Newton, where I lived from ages 9 through 18, has long been listed among the safest cities in the country. Safety, though, is always relative.
Starting my transition in high school was not without challenges. Many of the words the advertisement used to attack trans people were used against me as a teenager. When I first began my transition, I was assured that having facial hair but not a flat chest was gross, and got dirty looks in whatever bathroom I tried to use. Other children felt the need to ask about the configuration of my private parts. These slights were embarrassing, but my most fearful moment came late in high school.
I had taken a walk into Newton Centre and lay in the grass. Three other young people talked in the distance. As I listened more closely, I heard one of them mention the “queer kid.” I immediately became tense, wondering if I should run or play dead. Finally, the group approached and stood over me. They asked me if I was “that kid,” and I said yes. After a pause, they advised me that I better “get out of here,” and I did. I walked the mile home constantly wondering if I was alone or safe.
Sitting in the stranger’s car, listening to the advertisement shaming trans youth and their parents for supporting them, I was gripped with the same fear: Am I safe? As the driver made a few more turns, I thought about the fact that this stranger, whose sentiments I could only guess at, would know where I live.

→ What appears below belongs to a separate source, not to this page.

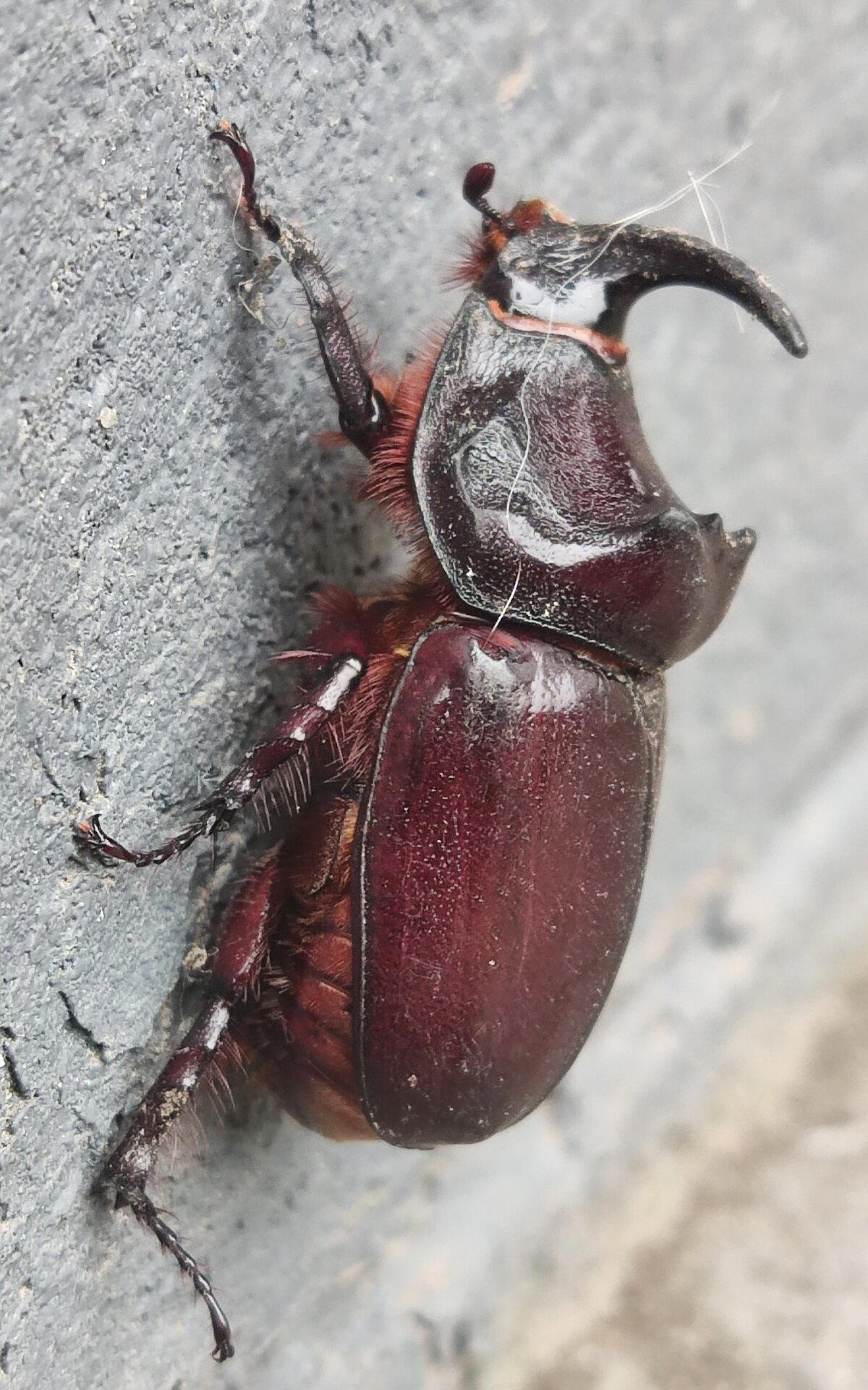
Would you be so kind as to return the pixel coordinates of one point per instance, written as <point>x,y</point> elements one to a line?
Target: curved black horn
<point>635,260</point>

As we finally got to the Liberty Bridge, I started to release myself from fear. The radio played on, bringing a bewildering mix of oldies, but no new horror.
I came to Pittsburgh to get to know new people and new cultures. That part was a success! Pittsburgh is unlike any other place in the country in terms of history, community and social dynamics. As a student of social work and public administration, there is no place I would rather have ended up.

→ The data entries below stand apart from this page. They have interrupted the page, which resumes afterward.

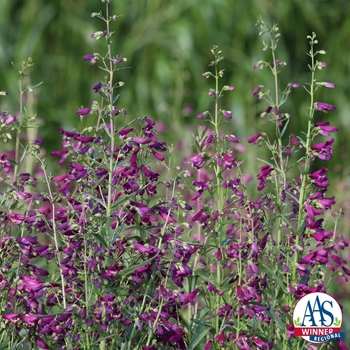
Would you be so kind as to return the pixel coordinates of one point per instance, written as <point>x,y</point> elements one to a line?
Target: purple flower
<point>90,57</point>
<point>324,150</point>
<point>319,178</point>
<point>97,87</point>
<point>325,107</point>
<point>10,119</point>
<point>202,115</point>
<point>295,142</point>
<point>227,114</point>
<point>83,111</point>
<point>328,85</point>
<point>321,65</point>
<point>265,171</point>
<point>233,138</point>
<point>325,129</point>
<point>256,90</point>
<point>197,161</point>
<point>254,139</point>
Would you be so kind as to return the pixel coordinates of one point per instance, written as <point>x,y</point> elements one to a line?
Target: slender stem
<point>111,115</point>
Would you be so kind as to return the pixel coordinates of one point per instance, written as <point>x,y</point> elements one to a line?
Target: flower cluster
<point>106,254</point>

After I completed my degree programs, I was lucky to get a job that took on one of Pittsburgh’s biggest problems. Daily, I examine complaints of discrimination in our city and try to find ways to prevent it through public education or policy advocacy. The work inspired me to make sure that my identity was known.
It is, perhaps, easy to know that I am Black and male, but I wanted the city to know that I am a trans person.
Recently, Mayor Ed Gainey asked me what I was proudest of doing and I replied that every day is a victory when you are a Black trans person. Because I was able to survive high school, to pursue my education, to have a job that I find meaningful, I want other Black, trans people to know that I made it and they can, too. I want to be, for others, what Jerry was for me. While that choice makes me vulnerable, it makes every action I take more meaningful.
Finally, I arrived home safely. I began to realize that my driver had probably not thought for two seconds about who I am or about the ad on the radio.
But that ad — which turned out to be the work of a group called America First Legal — was meant to cause fear, and I fell into its trap. On one level, I couldn’t help but laugh at myself.
Yet I realized that even if I never heard that ad again, its damage wouldn’t be contained to one cab ride. What if someone who had not yet met their “Jerry” hears it? What if, for them, that bracing interlude between pop songs was like my moment in the Newton grass? What if, for that person, the ad was a resounding “get out of here?”
In the next few weeks, it became clear that the ad had reached the ears of many of Pittsburgh’s most vulnerable LGBTQ people. My colleagues at the LGBTQIA+ Commission worked tirelessly to address the issues with the radio stations and support the children and families affected by the ad.
My contribution to the work is, in a way, less hands-on, but still driven by the same feeling. When a person experiences discrimination, whether through a radio ad or in the supposed comfort of the home or workplace, the feeling of safety they have is stripped away and fear can take over. As I work through cases and work with complainants, it is more important than ever to me that they understand they are heard and safe in my office and throughout Pittsburgh.